Laurens theorizes that beyond preventing malaria, the RTS,S vaccine may be “training” the immune system in a general way that extends a protective benefit against other infections. For instance, clinical malaria is known to exhaust T cells, he says, and vaccination, by preventing infection, might therefore leave T cells readier to combat other pathogens. Such a general survival benefit has been documented for measles and tuberculosis vaccination. Other leading causes of death in the young children in these areas include pneumonia and diarrhea caused by pathogens including Streptococcus pneumoniae and rotavirus.
Data on the feasibility of the vaccine rollout were also promising: Giving RTS,S to 5-month-olds to 24-month-olds did not hurt the uptake of other childhood vaccines, which had been a concern.
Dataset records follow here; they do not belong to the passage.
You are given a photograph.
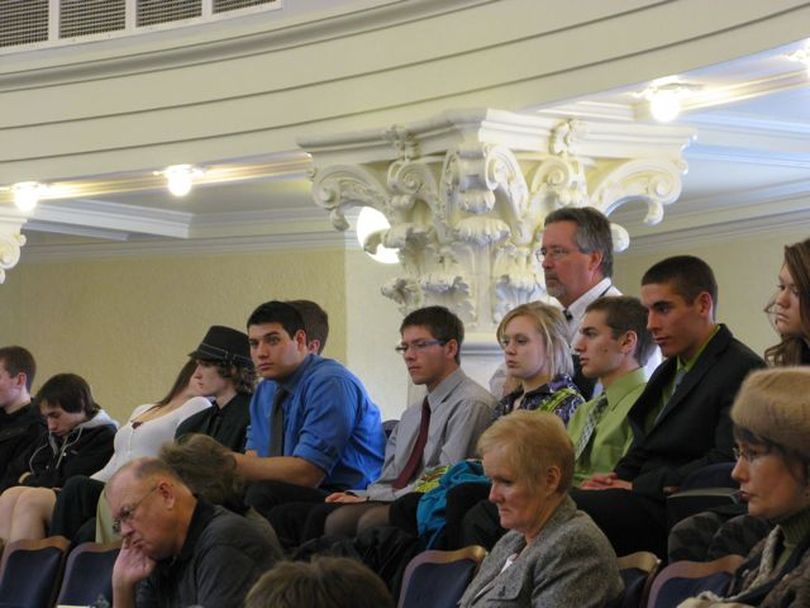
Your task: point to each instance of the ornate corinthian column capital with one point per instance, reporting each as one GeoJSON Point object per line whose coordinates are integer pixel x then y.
{"type": "Point", "coordinates": [10, 240]}
{"type": "Point", "coordinates": [466, 194]}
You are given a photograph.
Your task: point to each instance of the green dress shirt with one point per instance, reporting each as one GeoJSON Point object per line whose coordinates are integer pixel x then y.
{"type": "Point", "coordinates": [612, 437]}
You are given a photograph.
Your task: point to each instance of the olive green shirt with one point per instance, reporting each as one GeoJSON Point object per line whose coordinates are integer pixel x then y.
{"type": "Point", "coordinates": [612, 436]}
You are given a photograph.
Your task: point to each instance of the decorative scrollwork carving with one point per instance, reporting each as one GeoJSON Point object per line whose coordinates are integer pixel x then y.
{"type": "Point", "coordinates": [465, 218]}
{"type": "Point", "coordinates": [656, 182]}
{"type": "Point", "coordinates": [11, 242]}
{"type": "Point", "coordinates": [343, 186]}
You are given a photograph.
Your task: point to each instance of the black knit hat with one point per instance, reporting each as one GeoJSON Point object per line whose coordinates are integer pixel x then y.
{"type": "Point", "coordinates": [224, 344]}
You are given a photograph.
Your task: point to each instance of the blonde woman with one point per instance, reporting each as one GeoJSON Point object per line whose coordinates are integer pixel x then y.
{"type": "Point", "coordinates": [536, 353]}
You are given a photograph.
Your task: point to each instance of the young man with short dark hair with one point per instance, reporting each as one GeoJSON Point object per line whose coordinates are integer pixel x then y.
{"type": "Point", "coordinates": [442, 429]}
{"type": "Point", "coordinates": [314, 428]}
{"type": "Point", "coordinates": [681, 421]}
{"type": "Point", "coordinates": [225, 373]}
{"type": "Point", "coordinates": [316, 323]}
{"type": "Point", "coordinates": [180, 550]}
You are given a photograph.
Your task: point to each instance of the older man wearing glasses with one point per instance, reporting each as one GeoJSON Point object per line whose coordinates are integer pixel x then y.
{"type": "Point", "coordinates": [179, 550]}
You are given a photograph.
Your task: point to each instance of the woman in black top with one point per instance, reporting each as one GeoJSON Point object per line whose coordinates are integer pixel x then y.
{"type": "Point", "coordinates": [78, 441]}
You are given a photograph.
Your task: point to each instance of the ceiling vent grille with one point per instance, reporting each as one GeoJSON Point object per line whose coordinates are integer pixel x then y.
{"type": "Point", "coordinates": [85, 17]}
{"type": "Point", "coordinates": [23, 22]}
{"type": "Point", "coordinates": [221, 6]}
{"type": "Point", "coordinates": [35, 24]}
{"type": "Point", "coordinates": [153, 12]}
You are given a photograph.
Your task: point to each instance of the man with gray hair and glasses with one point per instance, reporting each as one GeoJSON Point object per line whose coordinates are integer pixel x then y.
{"type": "Point", "coordinates": [576, 254]}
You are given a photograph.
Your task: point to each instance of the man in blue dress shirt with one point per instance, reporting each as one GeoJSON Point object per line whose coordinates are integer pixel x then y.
{"type": "Point", "coordinates": [313, 428]}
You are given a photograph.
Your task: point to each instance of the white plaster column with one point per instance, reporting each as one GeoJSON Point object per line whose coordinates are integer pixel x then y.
{"type": "Point", "coordinates": [466, 195]}
{"type": "Point", "coordinates": [11, 240]}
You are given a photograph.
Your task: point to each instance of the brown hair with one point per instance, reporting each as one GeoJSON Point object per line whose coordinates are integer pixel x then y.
{"type": "Point", "coordinates": [325, 582]}
{"type": "Point", "coordinates": [206, 467]}
{"type": "Point", "coordinates": [789, 351]}
{"type": "Point", "coordinates": [17, 359]}
{"type": "Point", "coordinates": [551, 324]}
{"type": "Point", "coordinates": [532, 442]}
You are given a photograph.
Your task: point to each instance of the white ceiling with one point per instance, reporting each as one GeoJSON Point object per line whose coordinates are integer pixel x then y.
{"type": "Point", "coordinates": [750, 161]}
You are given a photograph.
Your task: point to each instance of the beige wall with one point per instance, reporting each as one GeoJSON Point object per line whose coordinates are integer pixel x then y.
{"type": "Point", "coordinates": [745, 269]}
{"type": "Point", "coordinates": [127, 324]}
{"type": "Point", "coordinates": [373, 327]}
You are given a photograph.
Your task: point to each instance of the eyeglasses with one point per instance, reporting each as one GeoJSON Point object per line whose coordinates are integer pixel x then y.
{"type": "Point", "coordinates": [419, 345]}
{"type": "Point", "coordinates": [126, 514]}
{"type": "Point", "coordinates": [552, 253]}
{"type": "Point", "coordinates": [748, 454]}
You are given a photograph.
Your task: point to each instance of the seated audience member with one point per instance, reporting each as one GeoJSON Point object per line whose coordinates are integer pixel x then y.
{"type": "Point", "coordinates": [20, 422]}
{"type": "Point", "coordinates": [771, 426]}
{"type": "Point", "coordinates": [553, 555]}
{"type": "Point", "coordinates": [316, 324]}
{"type": "Point", "coordinates": [680, 422]}
{"type": "Point", "coordinates": [711, 534]}
{"type": "Point", "coordinates": [78, 442]}
{"type": "Point", "coordinates": [613, 346]}
{"type": "Point", "coordinates": [790, 308]}
{"type": "Point", "coordinates": [325, 582]}
{"type": "Point", "coordinates": [536, 354]}
{"type": "Point", "coordinates": [179, 550]}
{"type": "Point", "coordinates": [148, 428]}
{"type": "Point", "coordinates": [313, 427]}
{"type": "Point", "coordinates": [209, 470]}
{"type": "Point", "coordinates": [440, 430]}
{"type": "Point", "coordinates": [225, 373]}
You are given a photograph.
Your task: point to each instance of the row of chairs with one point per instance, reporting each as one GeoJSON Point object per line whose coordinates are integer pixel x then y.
{"type": "Point", "coordinates": [41, 573]}
{"type": "Point", "coordinates": [439, 578]}
{"type": "Point", "coordinates": [34, 574]}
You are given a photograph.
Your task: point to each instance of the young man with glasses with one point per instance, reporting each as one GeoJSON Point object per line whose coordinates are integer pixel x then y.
{"type": "Point", "coordinates": [179, 550]}
{"type": "Point", "coordinates": [576, 255]}
{"type": "Point", "coordinates": [681, 421]}
{"type": "Point", "coordinates": [313, 428]}
{"type": "Point", "coordinates": [441, 429]}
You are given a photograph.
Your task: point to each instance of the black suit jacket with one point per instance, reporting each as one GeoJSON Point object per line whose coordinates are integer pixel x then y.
{"type": "Point", "coordinates": [694, 429]}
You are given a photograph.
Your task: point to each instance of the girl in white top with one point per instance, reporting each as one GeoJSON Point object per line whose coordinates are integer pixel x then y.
{"type": "Point", "coordinates": [148, 428]}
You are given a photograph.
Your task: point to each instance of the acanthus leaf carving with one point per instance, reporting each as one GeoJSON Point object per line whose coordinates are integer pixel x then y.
{"type": "Point", "coordinates": [340, 187]}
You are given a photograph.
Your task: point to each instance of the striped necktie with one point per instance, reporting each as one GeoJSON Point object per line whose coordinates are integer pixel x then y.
{"type": "Point", "coordinates": [590, 425]}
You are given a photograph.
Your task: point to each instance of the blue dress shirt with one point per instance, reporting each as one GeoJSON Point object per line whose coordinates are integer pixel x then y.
{"type": "Point", "coordinates": [329, 421]}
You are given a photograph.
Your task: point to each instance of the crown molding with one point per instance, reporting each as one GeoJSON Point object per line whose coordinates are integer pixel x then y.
{"type": "Point", "coordinates": [714, 233]}
{"type": "Point", "coordinates": [724, 218]}
{"type": "Point", "coordinates": [219, 39]}
{"type": "Point", "coordinates": [144, 248]}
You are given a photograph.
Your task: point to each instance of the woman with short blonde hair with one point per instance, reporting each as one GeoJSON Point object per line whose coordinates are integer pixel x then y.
{"type": "Point", "coordinates": [552, 554]}
{"type": "Point", "coordinates": [537, 357]}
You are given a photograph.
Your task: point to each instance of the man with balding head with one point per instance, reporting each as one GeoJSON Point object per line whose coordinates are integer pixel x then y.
{"type": "Point", "coordinates": [179, 550]}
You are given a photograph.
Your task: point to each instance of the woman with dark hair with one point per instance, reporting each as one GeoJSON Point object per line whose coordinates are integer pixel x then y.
{"type": "Point", "coordinates": [790, 308]}
{"type": "Point", "coordinates": [552, 554]}
{"type": "Point", "coordinates": [537, 356]}
{"type": "Point", "coordinates": [771, 416]}
{"type": "Point", "coordinates": [79, 441]}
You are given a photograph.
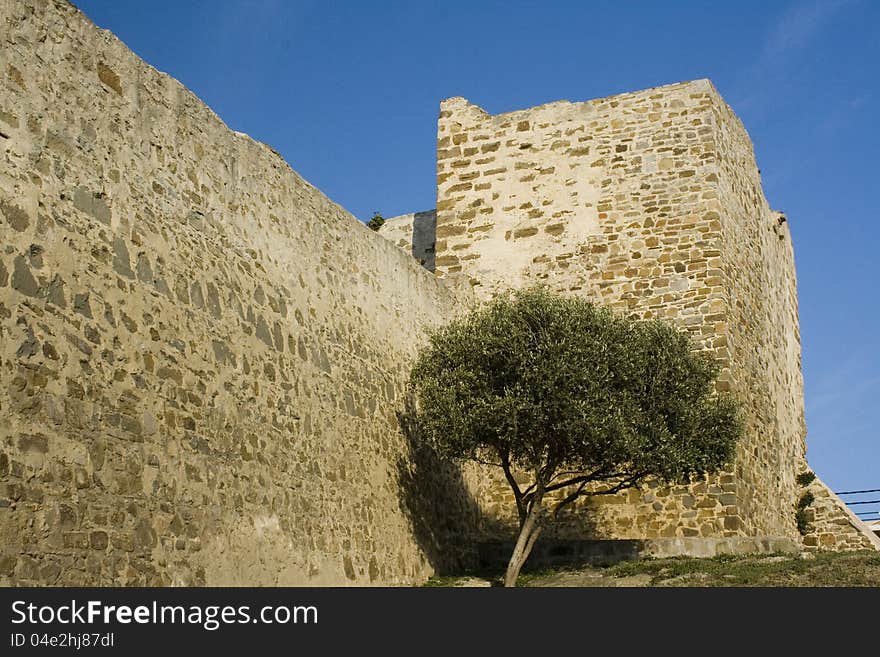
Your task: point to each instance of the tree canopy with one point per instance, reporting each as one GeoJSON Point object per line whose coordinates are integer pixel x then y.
{"type": "Point", "coordinates": [573, 395]}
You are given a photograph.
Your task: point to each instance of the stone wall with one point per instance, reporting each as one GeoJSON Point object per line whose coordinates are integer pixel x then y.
{"type": "Point", "coordinates": [649, 202]}
{"type": "Point", "coordinates": [831, 524]}
{"type": "Point", "coordinates": [201, 356]}
{"type": "Point", "coordinates": [414, 232]}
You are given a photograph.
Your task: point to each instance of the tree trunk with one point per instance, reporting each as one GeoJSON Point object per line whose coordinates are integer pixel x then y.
{"type": "Point", "coordinates": [528, 534]}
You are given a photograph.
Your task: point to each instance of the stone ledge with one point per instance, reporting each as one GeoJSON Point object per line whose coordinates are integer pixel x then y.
{"type": "Point", "coordinates": [573, 552]}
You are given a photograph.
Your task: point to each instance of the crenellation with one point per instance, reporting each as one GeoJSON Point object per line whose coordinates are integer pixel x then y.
{"type": "Point", "coordinates": [203, 359]}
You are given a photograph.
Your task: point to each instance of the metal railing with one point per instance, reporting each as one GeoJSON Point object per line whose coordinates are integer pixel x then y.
{"type": "Point", "coordinates": [851, 498]}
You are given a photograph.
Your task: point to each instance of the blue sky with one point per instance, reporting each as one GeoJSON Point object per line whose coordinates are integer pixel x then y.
{"type": "Point", "coordinates": [348, 93]}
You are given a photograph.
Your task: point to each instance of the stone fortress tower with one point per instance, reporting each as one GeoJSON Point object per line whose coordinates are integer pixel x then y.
{"type": "Point", "coordinates": [649, 202]}
{"type": "Point", "coordinates": [203, 358]}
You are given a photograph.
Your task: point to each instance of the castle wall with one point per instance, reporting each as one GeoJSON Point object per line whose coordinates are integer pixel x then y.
{"type": "Point", "coordinates": [763, 333]}
{"type": "Point", "coordinates": [831, 524]}
{"type": "Point", "coordinates": [414, 232]}
{"type": "Point", "coordinates": [201, 356]}
{"type": "Point", "coordinates": [648, 202]}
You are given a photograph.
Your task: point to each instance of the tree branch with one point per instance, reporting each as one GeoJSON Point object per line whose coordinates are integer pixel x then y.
{"type": "Point", "coordinates": [517, 493]}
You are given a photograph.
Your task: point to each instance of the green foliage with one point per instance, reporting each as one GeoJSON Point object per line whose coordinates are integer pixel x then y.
{"type": "Point", "coordinates": [803, 522]}
{"type": "Point", "coordinates": [806, 500]}
{"type": "Point", "coordinates": [801, 517]}
{"type": "Point", "coordinates": [376, 221]}
{"type": "Point", "coordinates": [554, 385]}
{"type": "Point", "coordinates": [805, 478]}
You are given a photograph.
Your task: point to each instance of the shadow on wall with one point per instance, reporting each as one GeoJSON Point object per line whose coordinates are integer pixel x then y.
{"type": "Point", "coordinates": [447, 522]}
{"type": "Point", "coordinates": [458, 537]}
{"type": "Point", "coordinates": [424, 238]}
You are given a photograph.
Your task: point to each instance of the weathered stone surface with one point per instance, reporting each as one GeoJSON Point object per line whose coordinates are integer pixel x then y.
{"type": "Point", "coordinates": [832, 524]}
{"type": "Point", "coordinates": [649, 202]}
{"type": "Point", "coordinates": [150, 437]}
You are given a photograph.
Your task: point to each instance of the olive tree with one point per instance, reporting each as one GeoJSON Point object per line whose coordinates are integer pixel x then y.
{"type": "Point", "coordinates": [571, 399]}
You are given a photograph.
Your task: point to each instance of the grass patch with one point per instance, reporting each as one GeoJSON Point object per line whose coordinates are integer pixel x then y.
{"type": "Point", "coordinates": [861, 569]}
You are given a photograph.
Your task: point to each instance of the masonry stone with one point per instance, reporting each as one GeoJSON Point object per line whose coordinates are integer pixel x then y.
{"type": "Point", "coordinates": [203, 359]}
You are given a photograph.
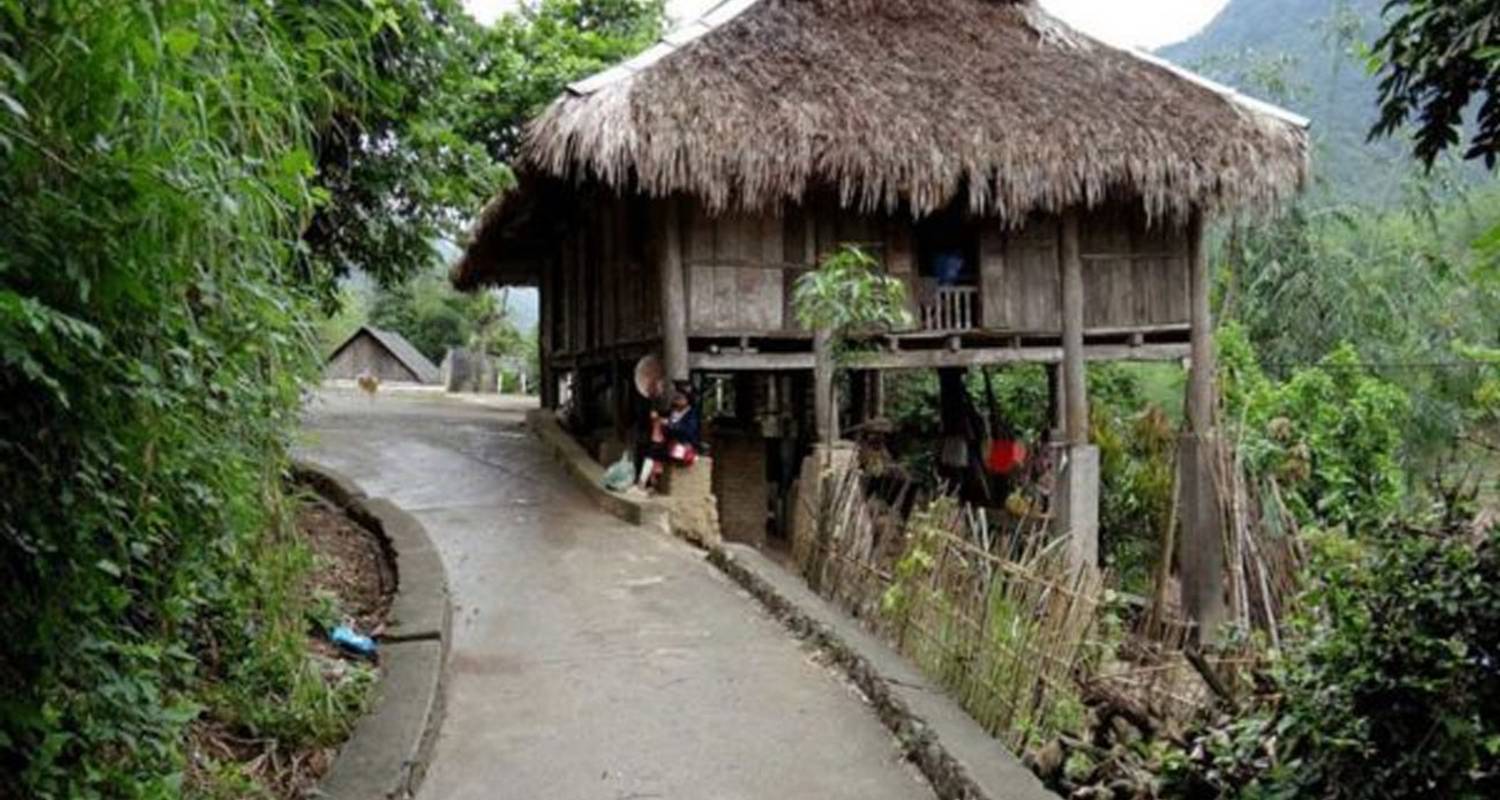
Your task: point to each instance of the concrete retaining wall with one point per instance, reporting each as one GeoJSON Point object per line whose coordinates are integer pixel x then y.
{"type": "Point", "coordinates": [387, 752]}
And it didn’t cause a decline in bed net use due to a false sense of security.
But some public health leaders still worry that uptake of the vaccine will require trade-offs. “We now have an additional tool, and yet we are still struggling to implement the tools that we [already] have in many countries,” David Walton, U.S. global coordinator for the President’s Malaria Initiative, told the panel that presented the data last week. The cost of adding the roughly $10 per dose vaccine to existing prevention efforts “is formidable for many countries,” he noted. A second malaria vaccine called R-21 won WHO authorization earlier this month and is likely to be available more cheaply and in greater quantities than RTS,S.
The lengthy, expensive RTS,S pilot program came at a cost, Hamel acknowledged. It “really did contribute to a delay in widespread use of the vaccine,” she told the audience. But without it, “I really believe that questions would have lingered” about the vaccine’s safety, effectiveness, and impact—and the feasibility of reaching kids. The pilot program and its critical data, she added, have “forged a pathway for future malaria vaccines.”